The surrogate agreement may be terminated through termination of the pregnancy carried out in terms of the Choice on Termination of Pregnancy Act 92 of 1996 and the decision to undergo abortion lies solely with the surrogate mother. However, the medical practitioner carrying out such procedure must first inform the commissioning parents and allow them to consult the surrogate before termination is carried out and the surrogate will only be liable for prior payments made by the commissioning parents where the decision to abort is for reasons other than medical grounds.
 
x) Prohibition of payments – Section 301
 
All payments in respect of surrogacy agreements are prohibited.

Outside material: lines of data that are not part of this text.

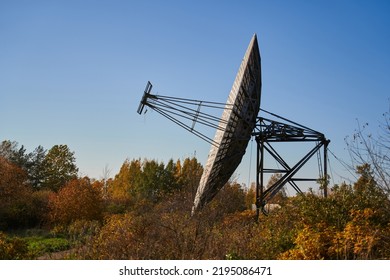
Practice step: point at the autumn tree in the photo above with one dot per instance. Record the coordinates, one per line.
(77, 200)
(373, 148)
(15, 204)
(59, 167)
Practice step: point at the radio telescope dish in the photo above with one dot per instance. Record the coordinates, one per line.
(237, 125)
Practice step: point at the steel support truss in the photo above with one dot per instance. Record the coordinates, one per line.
(281, 130)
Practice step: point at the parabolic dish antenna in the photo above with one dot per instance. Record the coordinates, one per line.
(237, 124)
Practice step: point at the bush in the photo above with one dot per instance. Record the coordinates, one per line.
(12, 248)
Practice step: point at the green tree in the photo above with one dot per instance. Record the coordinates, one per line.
(58, 167)
(36, 169)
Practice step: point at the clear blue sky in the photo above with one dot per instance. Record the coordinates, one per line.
(73, 72)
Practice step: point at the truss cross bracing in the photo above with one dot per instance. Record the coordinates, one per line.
(281, 130)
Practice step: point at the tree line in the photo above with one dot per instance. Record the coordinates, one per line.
(143, 212)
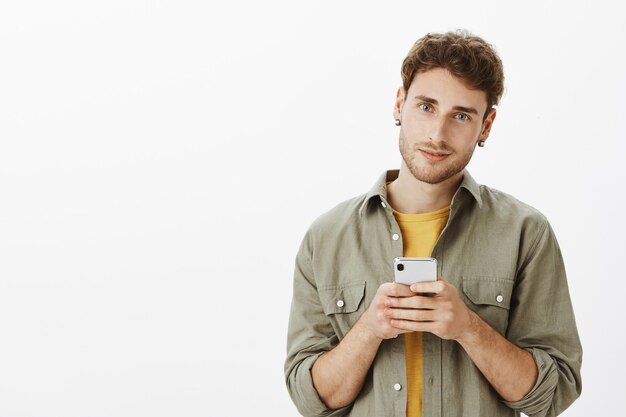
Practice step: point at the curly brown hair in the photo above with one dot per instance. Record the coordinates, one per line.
(466, 56)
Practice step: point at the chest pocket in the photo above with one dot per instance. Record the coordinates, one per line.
(490, 298)
(343, 304)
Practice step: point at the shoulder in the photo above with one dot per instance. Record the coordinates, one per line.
(337, 219)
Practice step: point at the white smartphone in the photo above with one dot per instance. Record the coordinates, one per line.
(411, 270)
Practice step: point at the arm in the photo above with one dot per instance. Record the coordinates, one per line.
(510, 370)
(541, 322)
(338, 375)
(325, 375)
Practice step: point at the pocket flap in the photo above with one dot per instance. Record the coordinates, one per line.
(491, 291)
(343, 298)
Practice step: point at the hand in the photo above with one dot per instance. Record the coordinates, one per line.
(442, 312)
(375, 321)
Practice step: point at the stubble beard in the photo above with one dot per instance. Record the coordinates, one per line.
(436, 171)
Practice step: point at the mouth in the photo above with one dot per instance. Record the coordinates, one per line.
(434, 156)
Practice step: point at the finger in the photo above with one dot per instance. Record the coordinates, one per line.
(413, 326)
(416, 301)
(410, 314)
(393, 289)
(435, 287)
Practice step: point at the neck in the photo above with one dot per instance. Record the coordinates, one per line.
(409, 195)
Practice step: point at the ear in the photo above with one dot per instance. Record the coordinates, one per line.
(484, 133)
(397, 108)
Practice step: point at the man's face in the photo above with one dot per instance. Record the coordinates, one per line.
(442, 121)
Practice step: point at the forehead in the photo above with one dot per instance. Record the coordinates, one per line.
(447, 89)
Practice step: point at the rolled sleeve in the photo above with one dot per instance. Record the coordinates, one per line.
(310, 334)
(542, 322)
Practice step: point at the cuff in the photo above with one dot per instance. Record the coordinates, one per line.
(538, 400)
(305, 395)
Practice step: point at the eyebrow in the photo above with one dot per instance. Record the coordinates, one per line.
(460, 108)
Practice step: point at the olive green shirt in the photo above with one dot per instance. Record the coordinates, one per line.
(500, 254)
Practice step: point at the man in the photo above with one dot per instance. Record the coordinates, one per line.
(495, 334)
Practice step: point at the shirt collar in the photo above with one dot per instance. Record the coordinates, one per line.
(379, 190)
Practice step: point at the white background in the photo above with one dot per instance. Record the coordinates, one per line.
(160, 162)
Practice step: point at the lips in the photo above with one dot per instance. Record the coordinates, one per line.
(434, 156)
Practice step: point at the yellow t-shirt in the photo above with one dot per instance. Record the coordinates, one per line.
(419, 235)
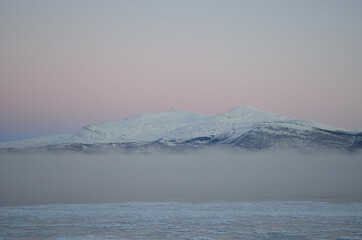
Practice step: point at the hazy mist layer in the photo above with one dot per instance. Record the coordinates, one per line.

No surrogate agreement may be entered into with the result that a party agrees to receive or to give a reward or compensation in money or in kind. The only forms of compensation that will be permitted will be those which are directly related to those expenses incurred in the fertilisation and pregnancy of the surrogate, the birth of the child and the confirmation of the agreement by the court; any loss of earnings suffered by the surrogate as a result of the agreement; insurance for the surrogate in cases of death or disability and any bona fide legal and medical assistance which occurred during the agreement is entitled to reasonable compensation.
 
xi) Identities of parties – Section 301
 
Written consent of the parties is required if details of the agreement are to be published and no person may publish any facts which reveal the identity of the child born. The Deputy Judge President of this Division issued a practice directive no 5 of 2011 regarding all applications for confirmation of surrogate motherhood agreements in terms of section 295 of the Act as follows:
 
"2. In terms of Section 295;
 
2.1 the identity of the parties to court proceedings with regard to a surrogate motherhood agreement may not be published without the written consent of the parties concerned; and
2.2 no person may publish any facts that reveal the identity of a person born as a result of surrogate motherhood agreement.
 
3. In light of these provisions, prospective applicants have from time to time sought directives from this office as to whether such applications are to be placed for hearing on the ordinary roll, or whether they are to be placed for hearing in chambers.
 
4. A directive is accordingly issued that;
 
4.1 A party who seeks to bring an application in terms of the section must first have the application issued by the Registrar in the ordinary course;
4.2 The court file with all its contents must however, be brought to this office, immediately after issue;
4.3 This office will upon receipt of the court file and the application, allocate the matter for hearing to a particular Judge, who shall give further directives as to how the matter is to be heard;
4.4 The applicant’s attorneys must specifically refer this office and the court hearing the application to the provisions of Section 295 of the Act when the court file is delivered to this office and when the application is heard.
4.5 The parties must comply in all respects with such further directives and requirements as may be stipulated by the Judge to whom the file has been allocated."